Commanders and leaders
- Yakiv Borodavka-Neroda [uk] Ivan Sirko: Mustafa I

Strength
- 150 boats: Unknown

= Raid on Varna =

The Raid on Varna (Note: Varnaya Baskın
Наліт на Варну
Обсада Варни) was conducted by the Zaporozhian Cossacks after their raid on Istanbul, on 25 August 1620.

== Prelude ==

On August 9, Cossacks were now fully done with the Russo-Polish War and could again focus on lower Dnieper, conducting numerous raids on the Tatar and Turkish territories, and acted jointly, both the Zaporozhian and Sloboda Cossacks. They organized together went on a campaign, devastating the European coast of Turkey on the Black Sea.

== Raid ==

On August 25, Cossacks of the Murafa unit led by Ivan Sirko, took part with other Cossacks in the campaign on 150 boats.
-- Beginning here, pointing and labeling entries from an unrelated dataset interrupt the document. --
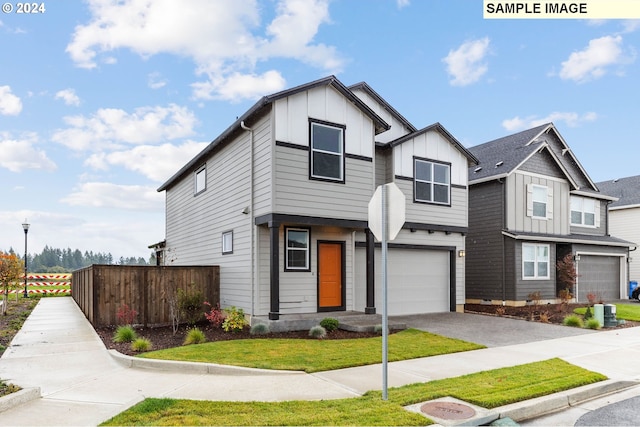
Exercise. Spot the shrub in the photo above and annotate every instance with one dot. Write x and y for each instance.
(317, 332)
(126, 315)
(124, 334)
(194, 336)
(259, 329)
(190, 305)
(234, 319)
(141, 344)
(573, 320)
(593, 323)
(215, 316)
(330, 324)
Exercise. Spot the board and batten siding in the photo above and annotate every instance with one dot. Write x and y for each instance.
(292, 116)
(195, 223)
(296, 194)
(623, 223)
(516, 203)
(430, 145)
(484, 242)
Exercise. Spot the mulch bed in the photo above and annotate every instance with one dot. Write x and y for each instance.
(163, 337)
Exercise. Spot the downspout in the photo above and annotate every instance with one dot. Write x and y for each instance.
(251, 225)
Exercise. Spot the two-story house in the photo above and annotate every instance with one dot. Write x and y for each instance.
(280, 202)
(624, 215)
(531, 203)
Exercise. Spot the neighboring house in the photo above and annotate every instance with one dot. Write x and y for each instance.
(624, 215)
(280, 202)
(531, 203)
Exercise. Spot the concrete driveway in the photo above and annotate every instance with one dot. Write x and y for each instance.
(491, 331)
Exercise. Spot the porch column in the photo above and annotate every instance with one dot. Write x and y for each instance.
(274, 270)
(371, 274)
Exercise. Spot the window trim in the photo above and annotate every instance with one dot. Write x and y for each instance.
(432, 162)
(596, 207)
(307, 267)
(201, 169)
(536, 276)
(312, 151)
(226, 250)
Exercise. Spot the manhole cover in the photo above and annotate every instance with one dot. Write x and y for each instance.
(448, 410)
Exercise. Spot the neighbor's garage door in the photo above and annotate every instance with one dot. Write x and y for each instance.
(418, 281)
(599, 275)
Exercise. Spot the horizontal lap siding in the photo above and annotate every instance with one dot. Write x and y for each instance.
(298, 195)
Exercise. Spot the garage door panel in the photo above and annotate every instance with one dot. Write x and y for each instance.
(418, 280)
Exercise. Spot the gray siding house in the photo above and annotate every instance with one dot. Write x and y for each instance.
(280, 202)
(624, 216)
(531, 203)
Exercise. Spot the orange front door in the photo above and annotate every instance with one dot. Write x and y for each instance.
(330, 286)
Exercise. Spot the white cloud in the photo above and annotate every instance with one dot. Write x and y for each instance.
(10, 104)
(236, 87)
(467, 63)
(18, 155)
(157, 163)
(155, 80)
(593, 62)
(114, 196)
(570, 118)
(115, 128)
(225, 39)
(68, 96)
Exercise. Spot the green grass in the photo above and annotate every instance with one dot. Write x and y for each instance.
(630, 312)
(315, 355)
(488, 389)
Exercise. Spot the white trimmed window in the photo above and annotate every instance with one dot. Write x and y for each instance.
(431, 182)
(327, 152)
(200, 180)
(535, 261)
(584, 211)
(539, 201)
(297, 249)
(227, 242)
On the Black Sea, they raided and plundered Varna. After this, they raided Perekop and devastated it. These cities were completely looted and Cossacks returned to the Sich. Before these attacks, Cossacks raided Istanbul.

== Aftermath ==

Cossack raids on Turkish-Tatar territories, especially Istanbul ended up becoming a pretext for attack on Cecora.